Representative photomicrographs demonstrating histopathological data of mesenchymal markers expression in parietal peritoneal tissues biopsy using immunostaining of vimentin (a–d) and alpha-smooth muscle actin (α-SMA) (e–h). Positive control of immunostainings for used antibodies (internal controls) (a, e), control: normal peritoneum (b, f), case of acute peritonitis (control 3; c and g), and case  1 of encapsulating peritoneal sclerosis (EPS) (d and h). (a, e) Normal peritoneum, expression of vimentin (→) limited to few interstitial cells and of α-SMA expression to vascular walls. (c, g) Acute peritonitis: interstitial vimentin+ cells, lack of expression of vimentin in mesothelial cell layer; α-SMA found only in the vessels. (d, h) Case of encapsulating peritoneal sclerosis (EPS): absence of expression of both markers in the mesothelial cell layer.
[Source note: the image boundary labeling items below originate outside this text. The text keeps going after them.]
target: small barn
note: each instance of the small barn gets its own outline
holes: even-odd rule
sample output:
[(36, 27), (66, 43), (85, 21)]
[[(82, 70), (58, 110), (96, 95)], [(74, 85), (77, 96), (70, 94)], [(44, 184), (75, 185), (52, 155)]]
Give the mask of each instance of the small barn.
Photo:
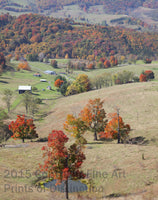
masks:
[(25, 91), (32, 91), (32, 87), (29, 85), (19, 85), (18, 87), (19, 94), (23, 94)]

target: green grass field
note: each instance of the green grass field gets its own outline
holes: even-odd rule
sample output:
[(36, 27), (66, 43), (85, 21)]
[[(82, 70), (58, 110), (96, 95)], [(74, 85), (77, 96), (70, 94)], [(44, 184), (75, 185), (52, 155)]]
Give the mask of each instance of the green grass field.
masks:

Note diffuse accumulation of vimentin+ cells identifying interstitial mesenchymal cells and α-SMA immunostaining of numerous interstitial cells entrapped in the fibrotic areas reflecting the presence of myofibroblasts. Immunoperoxidase staining counterstained with haematoxylin. Original magnification: (a–g) ×20. (h) ×4.

Figure 6

Representative photomicrographs demonstrating histopathological data of endothelial cells marker expression in parietal peritoneal tissues biopsy using immunostaining of CD31 (a). Positive control of immunostainings for used antibodies (internal controls) (a), control: normal peritoneum (b), case of acute peritonitis (control 3; c), and case  1 of encapsulating peritoneal sclerosis (EPS) (d). As compared with normal and acute peritonitis cases, increases in endothelial CD31 expression identifying nonlymphatic vascular network were localized in the deep areas of peritoneum and reflected increased vessels density. Immunoperoxidase staining counterstained with hematoxylin. Original magnification: (a–d) ×20.